Make a healthier version of your favorite unhealthy food. Try making some of your favorite foods in a healthier way. For example, make onions rings or chicken tenders by dunking them in egg whites, use Panko breadcrumbs, then bake them. You’ll be surprised how delicious the healthy options are, and how well they curb cravings. Some of our favorite comfort foods turned healthy are Pizza Chicken Tenders and Cauliflower Pizza.

CauliflowerPizza_Ziplist

Eat the foods you crave at the middle of your meal. According to this article on CNN Health, if you’re craving chocolate and you place it at the beginning of your meal, your brain will associate the chocolate with being satiated. If you put it at the end, then you think of it as the last delicious thing you ate. Instead, placing it in the center of your meal allows your brain to think mainly of the healthy foods you started and ended with.

Carry healthy foods with you everywhere. When you are hungry on the go, it is all too easy to run to the nearest fast food drive-thru and get a burger. By stashing healthy, go-to snacks in your purse or car you’ll have less need to roll through a drive-thru. Ditch the french fries, and throw a plastic baggy filled with grapes in your bag.

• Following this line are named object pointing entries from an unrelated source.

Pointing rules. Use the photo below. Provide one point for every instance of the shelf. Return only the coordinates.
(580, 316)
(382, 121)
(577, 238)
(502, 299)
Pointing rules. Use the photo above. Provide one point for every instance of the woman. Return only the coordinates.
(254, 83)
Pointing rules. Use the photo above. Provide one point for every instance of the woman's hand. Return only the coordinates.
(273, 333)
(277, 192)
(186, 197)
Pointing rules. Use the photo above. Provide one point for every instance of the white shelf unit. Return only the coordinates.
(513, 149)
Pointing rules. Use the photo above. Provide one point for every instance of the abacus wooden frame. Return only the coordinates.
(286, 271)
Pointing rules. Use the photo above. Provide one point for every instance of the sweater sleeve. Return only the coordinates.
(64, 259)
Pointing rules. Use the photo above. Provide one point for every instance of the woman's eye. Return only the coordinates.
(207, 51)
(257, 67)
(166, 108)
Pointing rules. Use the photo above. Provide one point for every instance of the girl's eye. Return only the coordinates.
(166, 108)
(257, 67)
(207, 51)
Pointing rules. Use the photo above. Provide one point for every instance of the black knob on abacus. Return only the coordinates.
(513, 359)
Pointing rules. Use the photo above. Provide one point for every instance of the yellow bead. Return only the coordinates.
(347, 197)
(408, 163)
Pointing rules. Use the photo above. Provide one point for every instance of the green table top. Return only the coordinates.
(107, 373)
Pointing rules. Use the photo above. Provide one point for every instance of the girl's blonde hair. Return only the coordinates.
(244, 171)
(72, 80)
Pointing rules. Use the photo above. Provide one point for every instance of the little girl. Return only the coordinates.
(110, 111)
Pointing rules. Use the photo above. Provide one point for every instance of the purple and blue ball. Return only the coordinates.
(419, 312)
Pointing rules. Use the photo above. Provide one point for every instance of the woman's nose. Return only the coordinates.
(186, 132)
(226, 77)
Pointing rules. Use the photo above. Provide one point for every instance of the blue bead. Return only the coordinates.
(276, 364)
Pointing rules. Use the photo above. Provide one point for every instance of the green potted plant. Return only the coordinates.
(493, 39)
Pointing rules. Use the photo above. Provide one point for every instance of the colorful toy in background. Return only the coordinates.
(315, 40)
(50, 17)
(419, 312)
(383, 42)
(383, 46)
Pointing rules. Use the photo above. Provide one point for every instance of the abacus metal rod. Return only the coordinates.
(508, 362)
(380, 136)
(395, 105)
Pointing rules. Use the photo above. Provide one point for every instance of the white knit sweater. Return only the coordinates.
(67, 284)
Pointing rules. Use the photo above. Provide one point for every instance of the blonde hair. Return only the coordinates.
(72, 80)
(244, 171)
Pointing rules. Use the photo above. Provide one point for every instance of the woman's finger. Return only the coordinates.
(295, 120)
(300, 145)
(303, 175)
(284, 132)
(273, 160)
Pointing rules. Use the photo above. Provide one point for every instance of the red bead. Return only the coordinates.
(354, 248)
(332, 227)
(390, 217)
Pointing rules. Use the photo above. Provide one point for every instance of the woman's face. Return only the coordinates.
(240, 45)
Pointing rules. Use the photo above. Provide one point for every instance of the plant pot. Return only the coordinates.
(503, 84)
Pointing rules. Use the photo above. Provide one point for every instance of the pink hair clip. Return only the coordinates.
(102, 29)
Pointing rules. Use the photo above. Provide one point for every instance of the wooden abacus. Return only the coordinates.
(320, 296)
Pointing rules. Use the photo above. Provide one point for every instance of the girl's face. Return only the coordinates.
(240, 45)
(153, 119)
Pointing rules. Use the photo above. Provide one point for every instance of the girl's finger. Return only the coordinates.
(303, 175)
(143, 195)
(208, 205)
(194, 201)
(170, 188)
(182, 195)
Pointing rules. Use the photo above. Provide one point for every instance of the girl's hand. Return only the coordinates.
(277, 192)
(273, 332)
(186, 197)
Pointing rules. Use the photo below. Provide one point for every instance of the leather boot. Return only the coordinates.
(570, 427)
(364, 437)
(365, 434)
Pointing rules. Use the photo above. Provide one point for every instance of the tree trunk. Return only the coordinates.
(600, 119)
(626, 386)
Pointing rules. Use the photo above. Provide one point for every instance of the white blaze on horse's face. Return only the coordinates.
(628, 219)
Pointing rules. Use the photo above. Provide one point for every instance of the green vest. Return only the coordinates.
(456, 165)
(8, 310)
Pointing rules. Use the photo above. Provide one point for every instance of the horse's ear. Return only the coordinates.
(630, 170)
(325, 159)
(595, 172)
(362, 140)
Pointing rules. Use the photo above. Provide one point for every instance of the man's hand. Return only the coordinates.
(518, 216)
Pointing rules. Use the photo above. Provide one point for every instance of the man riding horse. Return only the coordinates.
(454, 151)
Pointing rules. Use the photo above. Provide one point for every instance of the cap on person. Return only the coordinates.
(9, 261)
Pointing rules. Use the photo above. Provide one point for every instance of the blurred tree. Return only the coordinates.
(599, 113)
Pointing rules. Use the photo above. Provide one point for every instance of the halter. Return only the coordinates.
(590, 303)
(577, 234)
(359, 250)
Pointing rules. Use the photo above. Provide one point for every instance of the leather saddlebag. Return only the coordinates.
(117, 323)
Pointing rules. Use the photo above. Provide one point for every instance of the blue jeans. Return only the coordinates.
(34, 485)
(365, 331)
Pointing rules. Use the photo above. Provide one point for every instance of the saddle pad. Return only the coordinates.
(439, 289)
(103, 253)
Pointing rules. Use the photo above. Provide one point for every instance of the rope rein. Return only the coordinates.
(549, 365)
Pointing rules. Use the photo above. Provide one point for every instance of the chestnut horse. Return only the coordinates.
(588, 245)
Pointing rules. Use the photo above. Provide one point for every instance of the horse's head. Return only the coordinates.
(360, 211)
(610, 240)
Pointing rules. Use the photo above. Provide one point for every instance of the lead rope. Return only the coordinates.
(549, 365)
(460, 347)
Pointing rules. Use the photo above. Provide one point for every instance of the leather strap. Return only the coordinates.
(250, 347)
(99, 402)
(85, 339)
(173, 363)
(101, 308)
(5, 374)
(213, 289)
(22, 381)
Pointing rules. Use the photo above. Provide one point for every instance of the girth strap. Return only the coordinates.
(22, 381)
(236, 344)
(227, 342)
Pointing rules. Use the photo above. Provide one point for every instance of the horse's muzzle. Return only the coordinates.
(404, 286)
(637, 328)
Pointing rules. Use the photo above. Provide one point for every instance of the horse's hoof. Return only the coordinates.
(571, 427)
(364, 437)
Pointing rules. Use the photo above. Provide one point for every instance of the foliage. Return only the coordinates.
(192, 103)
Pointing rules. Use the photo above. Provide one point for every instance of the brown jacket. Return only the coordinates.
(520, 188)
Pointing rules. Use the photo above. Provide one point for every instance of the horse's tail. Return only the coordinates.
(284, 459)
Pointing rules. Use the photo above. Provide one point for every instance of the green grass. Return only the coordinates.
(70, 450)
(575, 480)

Keep your candy wrappers. If you have a sweet tooth and your favorite mid-day snack is a fun-sized Snickers bar, hang onto the wrapper and place them in a jar in front of you. Every time you eat one, throw that wrapper in the jar and not the garbage. Doing this will place the evidence of what you’re eating right in front of you, making you more aware and less likely to binge.

Staying focused on eating right can be a struggle, but armed with the right tips and with just the right amount of willpower, you can accomplish anything. Remind yourself that although your guilty pleasure satisfies you in the moment, it is just that; a guilt factor. You always regret an unhealthy choice, but never do you feel bad about a healthy one.